During the trial, plaintiff sought to bar and defendant sought to introduce evidence that, in April 1991, approximately five years before the accident, plaintiff had suffered an injury to his lower back. Plaintiff argued that such evidence was not admissible unless defendant presented expert testimony demonstrating that the prior and present injuries were causally related. Defendant contended that expert testimony was not necessary because the injuries were to the same part of the body and continuity existed between the injuries. The trial court allowed defendant to question plaintiff and Dr. See about this prior injury and to introduce evidence relating to the treatment of plaintiff's prior injuries. The trial court also allowed defendant to introduce evidence that plaintiff had previously suffered "neck problems" and had been treated for carpel tunnel syndrome.

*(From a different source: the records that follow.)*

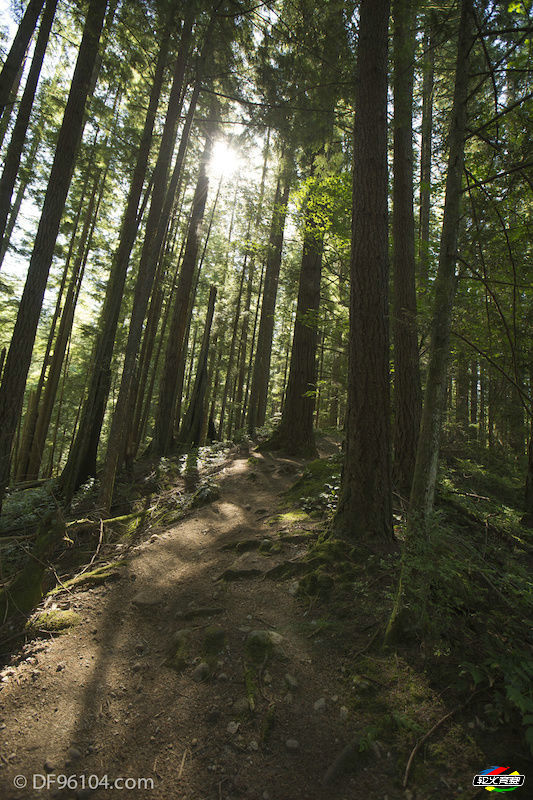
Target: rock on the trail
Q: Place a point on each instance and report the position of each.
(292, 744)
(180, 649)
(291, 681)
(233, 727)
(201, 672)
(146, 598)
(241, 706)
(260, 644)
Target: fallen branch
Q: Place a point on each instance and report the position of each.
(426, 736)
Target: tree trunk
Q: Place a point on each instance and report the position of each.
(474, 404)
(425, 155)
(365, 504)
(527, 519)
(24, 180)
(81, 462)
(423, 490)
(295, 434)
(23, 456)
(261, 371)
(407, 389)
(15, 57)
(18, 137)
(162, 440)
(147, 266)
(19, 356)
(462, 382)
(193, 426)
(63, 334)
(5, 117)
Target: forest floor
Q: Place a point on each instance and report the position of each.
(202, 668)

After defendant rested, the trial court granted plaintiff's motion for a directed verdict as to defendant's negligence. The court specifically stated, however, that it was not ruling on the questions of causation or injury. The jury returned a verdict in defendant's favor, and the trial court entered judgment on the verdict. In his post-trial motion, plaintiff argued that he should receive a new trial because defendant should not have been permitted to introduce evidence of plaintiff's prior injury without providing expert testimony to demonstrate a causal connection between the past and present injuries. The trial court denied plaintiff's motion, and plaintiff timely appealed.
The appellate court reversed and remanded for a new trial. The court examined recent decisions from other districts of the appellate court and concluded that evidence of prior injuries should not be admitted unless the defendant presents "evidence of causation between prior and present injuries." 306 Ill. App. 3d 689, 695. The court further explained that expert testimony would normally be necessary if the injuries were "complex." 306 Ill. App. 3d at 696. Thereafter, this court granted defendant's petition for leave to appeal (177 Ill. 2d R. 315). We also granted the motions of the Illinois Association of Defense Trial Counsel and the Illinois Trial Lawyers Association to file briefs as amici curiae.
History of the Same Part of the Body Rule
The "same part of the body rule," a doctrine developed in the appellate court, permits a defendant to introduce evidence that the plaintiff has previously suffered injuries similar to those at issue. Brown v. Baker, 284 Ill. App. 3d 401, 404 (1996). Under the same part of the body rule, evidence of a prior injury is admissible without any showing that it is causally related to the present injury as long as both the past and present injuries affected the same part of the body. Brown, 284 Ill. App. 3d at 404. If the injury is not to the same part of the body, the defendant must demonstrate a causal connection between the current injury and the prior injury. Bailey v. Wilson, 299 Ill. App. 3d 297, 303 (1998); see also Elliott v. Koch, 200 Ill. App. 3d 1, 14 (1990).
Although this court has never addressed the applicability of the same part of the body rule, the appellate court universally applied the rule until 1996. At that time, the Appellate Court, Fifth District, reconsidered the rule. The court noted that, under the rule as it was currently being applied, a childhood knee injury could arguably be admissible in an action involving a later knee injury, "without any further showing of relevance or causation, even if the prior injury had completely healed and been symptom free for decades." Brown, 284 Ill. App. 3d at 404-05. The court concluded that such a rule of evidence invited the jury to speculate on the nexus between the prior and current injuries. Brown, 284 Ill. App. 3d at 405. The court concluded that, if the prior injury has "long since healed and has shown no recurring symptoms, a defendant should not be permitted to introduce evidence of the prior injury without establishing causation." Brown, 284 Ill. App. 3d at 405.
Subsequently, the First District relied upon Brown and concluded that, "absent competent and relevant evidence of a causal connection between the pre-existing condition and the injury complained of, evidence of the pre-existing condition is inadmissible." Cancio v. White, 297 Ill. App. 3d 422, 430 (1998); see also Lagestee v. Days Inn Management Co., 303 Ill. App. 3d 935, 946-47 (1999) (holding that "the defendant is required to present medical or other competent evidence of a causal or relevancy connection between plaintiff's prior injury, prior accident, or pre-existing condition and the injury at issue as a prerequisite of admissibility").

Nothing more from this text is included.